Теперь все мы утверждаем, что театры должны быть разнообразными, иметь каждый свое неповторимое лицо. В связи с этим бесспорным утверждением приходится задуматься о том, как сформированы наши театральные коллективы. Театр, как известно, искусство коллективное. Хороший театр возникает тогда, когда труппа является коллективом творческих единомышленников, собравшихся во главе с данным режиссером для того, чтобы работать именно под его руководством. Общность эстетических вкусов коллектива, общая увлеченность творческими принципами руководителя, дружная работа единомышленников приводят к едино настроенному театру, к театру со своим лицом.

В наших театрах уживаются люди разных творческих взглядов, и пока мы не найдем возможности организовать пусть маленькие, но индивидуально окрашенные, объединенные общими эстетическими взглядами театры, - у нас не решатся вопросы роста режиссуры.

Я глубоко убежден, что новое поколение в искусстве только тогда может вырасти полноценным, когда новаторство, жажда открытия новых горизонтов, поиски новых форм, мечта сказать свое новое слово заложены в нем с юности, с учебных лет.

И даже если процесс обучения по тем или другим причинам хромал, только в молодых объединениях, в студиях, стремящихся стать театрами, преодолевая трудности и борясь за свое утверждение, могут вырасти будущие театральные вожаки, на плечи которых ляжет задача решить те вопросы, которые останутся нерешенными нашим поколением.

На деле же часто происходит совсем не так.

Клянясь именем тех основоположников советского театра, вся жизнь и творчество которых были подлинным стремлением вперед, мы в то же время на практике воспитываем кадры юных охранителей традиций, эпигонов с атрофированной фантазией, посылаем молодежь в старые организмы, где она растворяется и старится, не успев оказать своего влияния и сказать свое слово от лица своего поколения.

А вместе с тем никакое искусство не может жить без движения вперед, без борьбы за новое, за неизведанное.

Новое и старое - понятия, которые в применении к театральному искусству требуют особого внимания. Когда искусство хочет осветить современную жизнь, то перед ним стоит первое обязательное условие: оно должно быть правдиво. Таково первое условие, но не единственное. Возникает следующий вопрос: было ли это уже сказано?

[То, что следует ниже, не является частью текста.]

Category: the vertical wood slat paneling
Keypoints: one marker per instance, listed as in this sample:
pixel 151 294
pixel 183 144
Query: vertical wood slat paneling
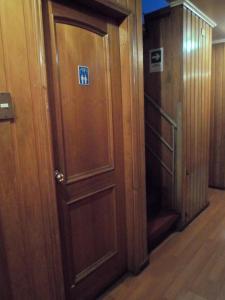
pixel 194 97
pixel 197 70
pixel 217 131
pixel 163 30
pixel 28 220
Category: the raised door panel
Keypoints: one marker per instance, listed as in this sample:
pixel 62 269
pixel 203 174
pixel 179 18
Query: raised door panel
pixel 88 146
pixel 86 111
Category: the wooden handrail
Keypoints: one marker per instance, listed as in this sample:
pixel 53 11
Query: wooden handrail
pixel 160 110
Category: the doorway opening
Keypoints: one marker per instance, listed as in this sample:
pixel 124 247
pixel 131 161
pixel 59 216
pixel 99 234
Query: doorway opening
pixel 160 177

Если это уже было сказано в четырех кинофильмах и двух романах, то незыблемая правда становится уже ненужной, хотя она не делается ложью, ошибкой. Новизна впечатлений в театре есть фактор, которым пользовались все наши великие театральные предки, в том числе и К. С. Станиславский.

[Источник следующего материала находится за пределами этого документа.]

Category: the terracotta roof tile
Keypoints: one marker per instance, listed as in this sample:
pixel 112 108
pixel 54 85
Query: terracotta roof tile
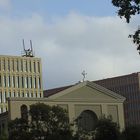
pixel 50 92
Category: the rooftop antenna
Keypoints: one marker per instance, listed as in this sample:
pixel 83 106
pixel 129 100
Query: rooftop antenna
pixel 84 75
pixel 28 52
pixel 23 44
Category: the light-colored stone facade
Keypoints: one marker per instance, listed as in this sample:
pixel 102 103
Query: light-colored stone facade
pixel 77 99
pixel 19 77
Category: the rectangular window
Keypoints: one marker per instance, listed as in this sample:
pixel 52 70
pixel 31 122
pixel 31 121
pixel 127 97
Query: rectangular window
pixel 17 65
pixel 0 81
pixel 17 82
pixel 4 81
pixel 4 109
pixel 39 83
pixel 8 94
pixel 21 65
pixel 4 65
pixel 4 97
pixel 26 82
pixel 13 81
pixel 31 82
pixel 31 94
pixel 38 67
pixel 34 82
pixel 34 67
pixel 12 65
pixel 8 65
pixel 8 81
pixel 26 66
pixel 22 81
pixel 30 66
pixel 0 97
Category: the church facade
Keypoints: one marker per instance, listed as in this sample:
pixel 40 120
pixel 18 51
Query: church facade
pixel 85 99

Источником нового содержания по праву должна являться драматургия, и в тех случаях, когда она действительно несет нам новые мысли, по-новому показывает жизнь, с особой остротой возникает вопрос о новаторстве театральной формы, о новых приемах режиссерского искусства, искусства театрального художника. Вспомним некоторые примеры из прошлого русского театра.

Первое появление бытовых реалистических декораций на сцене, помимо того, что они отражали действительность, было смелым новаторским актом. Применение черного бархата на сцене как условного фона было сенсацией, открытием. Я помню, как впервые примененные сукна на сцене Александринского театра были ошеломляющей новостью.

На примере сукон видно, до какой степени все новое со временем изнашивается. Когда сукна стали технической принадлежностью каждого клуба и жактовского красного уголка, их перестали замечать. Искусство и его формы должны развиваться, двигаться вперед, надо искать новые приемы, посредством которых можно раскрыть душу зрителя для свежего и острого восприятия того нового, что мы решили сказать ему со сцены. Надо признать необходимость новизны и надо понять, что новое постоянно движется, меняется, изнашивается, требует дальнейших открытий, изобретательства. А как бывает порой? Появляется новая пьеса. Вы получаете удовольствие, прочтя ее, потом прикидываете, как это будет выглядеть на сцене, вспоминаете обычные приемы, и новое, неповторимое произведение начинает облекаться в старые изжитые формы. Сколько хороших новых пьес было показано в подобном виде и от этого не нашло достойного сценического звучания.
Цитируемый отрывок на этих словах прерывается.